Anthropic has emerged as a critical narrative driver for Amazon's cloud business. The AI lab, which has received billions in investment from Amazon, runs its training and inference workloads primarily on AWS infrastructure. As Anthropic's Claude models gain traction with enterprise customers, the compute demand flowing through AWS has become a meaningful revenue accelerator.

Reports of Anthropic's compute capacity 'frequently running short' underscore just how rapidly AI workloads are scaling. For AWS, this creates a virtuous cycle: more AI demand drives higher cloud utilization, which in turn justifies Amazon's massive capital expenditure plans for data centers and custom chips.

This dynamic also reshapes how investors evaluate Amazon within the Magnificent 7 cohort. While Microsoft benefits from its OpenAI partnership and Google leverages Gemini internally, Amazon's Anthropic bet is increasingly paying dividends through direct AWS revenue uplift.

MAG7 Rotation: Is It Amazon's Turn to Shine?
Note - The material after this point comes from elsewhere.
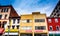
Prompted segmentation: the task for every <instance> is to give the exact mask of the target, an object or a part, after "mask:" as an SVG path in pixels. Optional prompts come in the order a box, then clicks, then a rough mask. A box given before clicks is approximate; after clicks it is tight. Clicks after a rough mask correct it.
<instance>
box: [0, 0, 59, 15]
mask: <svg viewBox="0 0 60 36" xmlns="http://www.w3.org/2000/svg"><path fill="white" fill-rule="evenodd" d="M57 2H58V0H0V5H12V6H13V7H14V9H15V10H16V11H17V13H18V14H19V15H21V14H31V13H32V12H40V13H46V15H47V16H49V15H50V14H51V13H52V11H53V9H54V8H55V6H56V4H57Z"/></svg>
The broader question facing investors is whether Amazon can sustain this momentum relative to its mega-cap peers. Among the Magnificent 7, the 'AI infrastructure' narrative has rotated across names — from Nvidia's chip dominance to Microsoft's Copilot rollout to Meta's open-source push.
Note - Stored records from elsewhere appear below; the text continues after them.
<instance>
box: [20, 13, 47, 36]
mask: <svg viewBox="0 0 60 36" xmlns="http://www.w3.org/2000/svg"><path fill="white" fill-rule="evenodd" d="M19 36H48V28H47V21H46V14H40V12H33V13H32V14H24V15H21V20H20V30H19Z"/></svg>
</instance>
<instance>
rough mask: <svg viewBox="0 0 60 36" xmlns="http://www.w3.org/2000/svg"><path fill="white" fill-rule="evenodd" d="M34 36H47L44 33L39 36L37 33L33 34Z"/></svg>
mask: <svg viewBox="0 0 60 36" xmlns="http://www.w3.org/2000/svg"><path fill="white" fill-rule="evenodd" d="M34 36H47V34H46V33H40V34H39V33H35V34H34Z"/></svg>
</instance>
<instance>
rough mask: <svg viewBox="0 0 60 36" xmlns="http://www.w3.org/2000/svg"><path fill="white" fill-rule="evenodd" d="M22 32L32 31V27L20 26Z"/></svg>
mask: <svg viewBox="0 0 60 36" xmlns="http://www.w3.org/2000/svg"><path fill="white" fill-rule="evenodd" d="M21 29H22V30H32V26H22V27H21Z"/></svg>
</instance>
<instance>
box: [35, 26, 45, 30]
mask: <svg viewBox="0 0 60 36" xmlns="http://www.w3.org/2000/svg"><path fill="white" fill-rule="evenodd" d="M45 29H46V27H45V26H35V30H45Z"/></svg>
Amazon's case rests on 2 pillars. First, AWS remains the world's largest cloud platform by revenue, and the AI-driven reacceleration suggests it is not ceding ground to Azure or Google Cloud. Second, Amazon's diversified business model — combining cloud, e-commerce, advertising, and logistics — provides a margin of safety that pure-play AI bets do not.

The retail segment's 'steady improvement' also matters. While AI captures headlines, Amazon's core commerce business continues generating the cash flow that funds aggressive AI infrastructure investment. This balance between growth and profitability distinguishes Amazon from competitors making more concentrated AI bets.

What to Watch Next

Investors should monitor several factors heading into the next quarter. AWS growth trajectory remains the most critical variable — whether the 28% pace can push toward 30%+ will depend heavily on Anthropic's scaling and broader enterprise AI adoption.

Amazon's capital expenditure guidance will also be closely scrutinized. The company has signaled plans to spend aggressively on AI infrastructure, and any upward revisions could signal confidence in sustained demand. Meanwhile, Anthropic's competitive position against OpenAI and Google DeepMind will indirectly shape AWS's growth outlook.

The earnings confirm Amazon's AI story is real and accelerating. The challenge now is whether the stock can find new catalysts after already pricing in a significant recovery.